Obama proclamation creates three national monuments on 1.8 million acres in Sonoran Desert

Times map: boundaries proposed by Sen. Feinstein
"President Obama designated three new national monuments in the California desert Thursday, expanding federal protection to 1.8 million acres of landscapes that have retained their natural beauty despite decades of heavy mining, cattle ranching and off-roading," Louis Sahagun reports for the Los Angeles Times.

Obama acted after Sen. Dianne Feinstein, D-Calif., was unable to get the designations made by legislation. "Much of the land was purchased more than a decade ago by private citizens and the Wildlands Conservancy, then donated to the U.S. Bureau of Land Management in anticipation of its eventually receiving the protection of national monument status," Sahagun notes.
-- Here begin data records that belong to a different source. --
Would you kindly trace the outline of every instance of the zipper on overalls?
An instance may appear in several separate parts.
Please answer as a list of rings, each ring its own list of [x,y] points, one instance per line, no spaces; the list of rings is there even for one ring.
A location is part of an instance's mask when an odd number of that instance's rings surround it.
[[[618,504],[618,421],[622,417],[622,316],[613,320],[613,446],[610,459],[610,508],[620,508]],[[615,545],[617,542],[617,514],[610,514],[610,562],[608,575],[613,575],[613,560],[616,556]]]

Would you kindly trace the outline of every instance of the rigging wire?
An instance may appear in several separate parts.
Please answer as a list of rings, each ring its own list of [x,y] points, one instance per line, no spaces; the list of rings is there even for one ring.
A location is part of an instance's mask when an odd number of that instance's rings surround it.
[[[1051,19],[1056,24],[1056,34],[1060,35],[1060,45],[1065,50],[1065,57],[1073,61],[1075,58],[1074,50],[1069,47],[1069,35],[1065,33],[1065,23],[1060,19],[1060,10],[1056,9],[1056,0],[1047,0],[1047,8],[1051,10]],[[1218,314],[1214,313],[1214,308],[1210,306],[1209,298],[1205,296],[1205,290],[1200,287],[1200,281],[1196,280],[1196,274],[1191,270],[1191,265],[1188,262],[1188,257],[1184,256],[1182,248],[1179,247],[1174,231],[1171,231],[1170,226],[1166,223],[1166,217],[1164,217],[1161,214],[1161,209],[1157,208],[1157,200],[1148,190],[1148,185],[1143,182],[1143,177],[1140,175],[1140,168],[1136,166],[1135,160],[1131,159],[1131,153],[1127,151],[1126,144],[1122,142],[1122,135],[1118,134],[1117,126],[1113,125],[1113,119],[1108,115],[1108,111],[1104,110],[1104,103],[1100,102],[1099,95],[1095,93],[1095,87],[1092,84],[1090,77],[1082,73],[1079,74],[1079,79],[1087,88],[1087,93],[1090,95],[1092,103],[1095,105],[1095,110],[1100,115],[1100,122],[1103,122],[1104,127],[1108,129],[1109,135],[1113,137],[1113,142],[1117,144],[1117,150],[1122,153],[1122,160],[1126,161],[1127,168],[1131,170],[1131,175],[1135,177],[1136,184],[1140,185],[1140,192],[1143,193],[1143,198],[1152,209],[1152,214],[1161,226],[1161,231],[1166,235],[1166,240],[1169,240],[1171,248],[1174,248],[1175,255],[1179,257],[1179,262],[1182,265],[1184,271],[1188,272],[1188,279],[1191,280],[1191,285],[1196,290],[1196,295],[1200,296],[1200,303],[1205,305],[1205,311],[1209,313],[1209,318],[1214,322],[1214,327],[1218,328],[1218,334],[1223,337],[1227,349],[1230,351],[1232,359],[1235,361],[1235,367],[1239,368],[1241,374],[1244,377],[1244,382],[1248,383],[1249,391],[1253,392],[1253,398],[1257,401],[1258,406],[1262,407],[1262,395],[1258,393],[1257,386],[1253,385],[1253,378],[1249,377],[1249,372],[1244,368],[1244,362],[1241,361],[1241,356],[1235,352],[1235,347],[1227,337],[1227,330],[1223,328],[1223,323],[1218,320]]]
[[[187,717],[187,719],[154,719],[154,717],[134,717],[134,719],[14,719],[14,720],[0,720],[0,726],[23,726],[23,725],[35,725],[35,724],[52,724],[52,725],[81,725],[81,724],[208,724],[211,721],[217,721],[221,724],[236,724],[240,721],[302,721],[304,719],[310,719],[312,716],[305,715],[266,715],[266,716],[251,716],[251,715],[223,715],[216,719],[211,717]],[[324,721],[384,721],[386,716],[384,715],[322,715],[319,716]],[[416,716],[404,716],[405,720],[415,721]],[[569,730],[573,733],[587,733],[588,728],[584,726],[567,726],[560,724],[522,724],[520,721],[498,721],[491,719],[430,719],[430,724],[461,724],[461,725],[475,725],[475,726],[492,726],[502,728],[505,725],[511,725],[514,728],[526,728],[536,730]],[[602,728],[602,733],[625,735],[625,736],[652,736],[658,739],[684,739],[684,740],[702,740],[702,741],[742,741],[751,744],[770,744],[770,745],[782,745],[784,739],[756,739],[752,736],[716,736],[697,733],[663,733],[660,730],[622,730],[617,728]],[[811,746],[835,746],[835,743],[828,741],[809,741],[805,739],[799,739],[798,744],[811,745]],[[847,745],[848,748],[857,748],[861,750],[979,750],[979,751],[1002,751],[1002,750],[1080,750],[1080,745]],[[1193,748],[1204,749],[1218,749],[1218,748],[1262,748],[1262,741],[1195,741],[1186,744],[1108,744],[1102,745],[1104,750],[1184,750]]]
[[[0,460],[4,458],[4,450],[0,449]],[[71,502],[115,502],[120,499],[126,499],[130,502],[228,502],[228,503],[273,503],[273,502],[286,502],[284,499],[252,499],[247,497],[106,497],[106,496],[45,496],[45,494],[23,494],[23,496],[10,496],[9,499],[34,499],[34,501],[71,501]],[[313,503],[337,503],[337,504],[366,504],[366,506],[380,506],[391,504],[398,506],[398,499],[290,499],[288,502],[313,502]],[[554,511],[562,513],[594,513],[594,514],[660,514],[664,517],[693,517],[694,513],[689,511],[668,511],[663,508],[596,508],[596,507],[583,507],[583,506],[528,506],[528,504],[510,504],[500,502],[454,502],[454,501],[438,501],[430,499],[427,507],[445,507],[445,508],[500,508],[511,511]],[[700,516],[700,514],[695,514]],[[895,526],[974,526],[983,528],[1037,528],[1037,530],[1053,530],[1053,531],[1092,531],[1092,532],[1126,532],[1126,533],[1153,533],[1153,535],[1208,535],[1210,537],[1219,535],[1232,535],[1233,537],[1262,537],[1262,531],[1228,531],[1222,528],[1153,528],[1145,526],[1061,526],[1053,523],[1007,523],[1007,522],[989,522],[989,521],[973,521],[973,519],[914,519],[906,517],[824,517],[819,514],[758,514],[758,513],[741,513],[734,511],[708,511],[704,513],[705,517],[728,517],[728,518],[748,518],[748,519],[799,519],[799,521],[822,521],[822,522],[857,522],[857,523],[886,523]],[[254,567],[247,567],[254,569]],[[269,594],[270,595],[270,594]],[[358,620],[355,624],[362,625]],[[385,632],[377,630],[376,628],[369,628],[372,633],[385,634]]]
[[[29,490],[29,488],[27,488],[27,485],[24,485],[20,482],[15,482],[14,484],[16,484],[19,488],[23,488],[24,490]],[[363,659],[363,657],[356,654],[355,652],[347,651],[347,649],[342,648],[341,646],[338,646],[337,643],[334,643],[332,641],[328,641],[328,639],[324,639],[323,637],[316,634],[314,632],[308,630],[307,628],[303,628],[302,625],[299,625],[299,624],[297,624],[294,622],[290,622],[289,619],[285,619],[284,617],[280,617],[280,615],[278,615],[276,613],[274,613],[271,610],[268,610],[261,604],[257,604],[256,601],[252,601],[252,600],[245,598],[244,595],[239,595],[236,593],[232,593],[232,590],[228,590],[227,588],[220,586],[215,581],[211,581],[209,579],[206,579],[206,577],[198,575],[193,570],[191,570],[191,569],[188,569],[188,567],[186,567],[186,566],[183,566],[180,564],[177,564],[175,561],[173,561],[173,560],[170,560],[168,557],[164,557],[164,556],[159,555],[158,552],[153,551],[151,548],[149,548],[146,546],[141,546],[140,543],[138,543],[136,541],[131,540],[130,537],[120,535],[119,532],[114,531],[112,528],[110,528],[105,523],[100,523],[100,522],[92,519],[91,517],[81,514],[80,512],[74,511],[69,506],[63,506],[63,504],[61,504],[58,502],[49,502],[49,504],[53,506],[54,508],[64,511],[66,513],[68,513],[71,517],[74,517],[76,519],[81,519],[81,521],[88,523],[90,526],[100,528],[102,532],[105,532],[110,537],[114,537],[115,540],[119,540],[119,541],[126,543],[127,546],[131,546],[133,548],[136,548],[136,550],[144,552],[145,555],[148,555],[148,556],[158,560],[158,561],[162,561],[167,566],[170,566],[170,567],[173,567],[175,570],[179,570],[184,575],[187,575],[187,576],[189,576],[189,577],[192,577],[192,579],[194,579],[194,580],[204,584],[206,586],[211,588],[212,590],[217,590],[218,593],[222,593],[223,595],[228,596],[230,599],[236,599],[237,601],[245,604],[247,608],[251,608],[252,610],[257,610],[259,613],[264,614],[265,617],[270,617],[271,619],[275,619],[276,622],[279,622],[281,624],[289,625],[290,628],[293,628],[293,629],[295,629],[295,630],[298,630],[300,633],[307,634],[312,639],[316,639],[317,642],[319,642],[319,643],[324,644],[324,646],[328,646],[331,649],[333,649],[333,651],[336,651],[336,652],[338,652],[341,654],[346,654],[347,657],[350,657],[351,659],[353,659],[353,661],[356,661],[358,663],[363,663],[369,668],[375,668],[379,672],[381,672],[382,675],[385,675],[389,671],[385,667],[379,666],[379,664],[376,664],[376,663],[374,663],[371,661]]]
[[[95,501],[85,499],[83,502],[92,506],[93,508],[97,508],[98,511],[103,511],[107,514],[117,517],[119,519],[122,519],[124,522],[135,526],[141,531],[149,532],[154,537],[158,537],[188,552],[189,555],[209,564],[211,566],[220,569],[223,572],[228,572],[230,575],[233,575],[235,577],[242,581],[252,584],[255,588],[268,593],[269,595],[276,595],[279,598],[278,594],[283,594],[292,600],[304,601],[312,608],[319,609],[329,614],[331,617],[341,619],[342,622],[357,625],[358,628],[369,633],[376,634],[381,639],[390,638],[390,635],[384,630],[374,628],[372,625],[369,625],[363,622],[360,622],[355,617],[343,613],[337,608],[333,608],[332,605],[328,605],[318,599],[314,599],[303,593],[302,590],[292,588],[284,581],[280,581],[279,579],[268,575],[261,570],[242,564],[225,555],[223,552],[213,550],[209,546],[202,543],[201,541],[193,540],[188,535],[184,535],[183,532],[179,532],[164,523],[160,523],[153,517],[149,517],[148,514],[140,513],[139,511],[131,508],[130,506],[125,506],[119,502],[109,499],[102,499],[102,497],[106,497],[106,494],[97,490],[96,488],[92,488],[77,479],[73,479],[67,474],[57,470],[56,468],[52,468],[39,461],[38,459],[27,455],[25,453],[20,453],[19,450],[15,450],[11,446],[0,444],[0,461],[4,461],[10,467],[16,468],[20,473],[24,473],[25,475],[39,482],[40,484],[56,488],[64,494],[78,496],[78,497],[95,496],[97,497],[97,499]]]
The Mojave Trails National Monument "protects wildlife corridors linking Joshua Tree National Park and the Mojave National Preserve," Sahagun writes. "Sand to Snow National Monument, about 45 miles east of Riverside, includes about 154,000 acres of federal land between Joshua Tree National Park and the San Bernardino National Forest in San Bernardino and Riverside counties. The area includes 24 miles of the Pacific Crest Trail, an estimated 1,700 petroglyphs and Big Morongo Canyon, a bird-watching destination along a perennial stream designated a federal Area of Critical Environmental Concern in 1982."

The Castle Mountains National Monument "surrounds, but does not include, an open-pit mine at the southern end of the Castle Mountains owned by NewCastle Gold Ltd., of Canada, which has a permit allowing it to excavate nearly 10 million tons of ore through 2025. Mining at the site was suspended in 2001 because of low gold prices," Sahagun reports.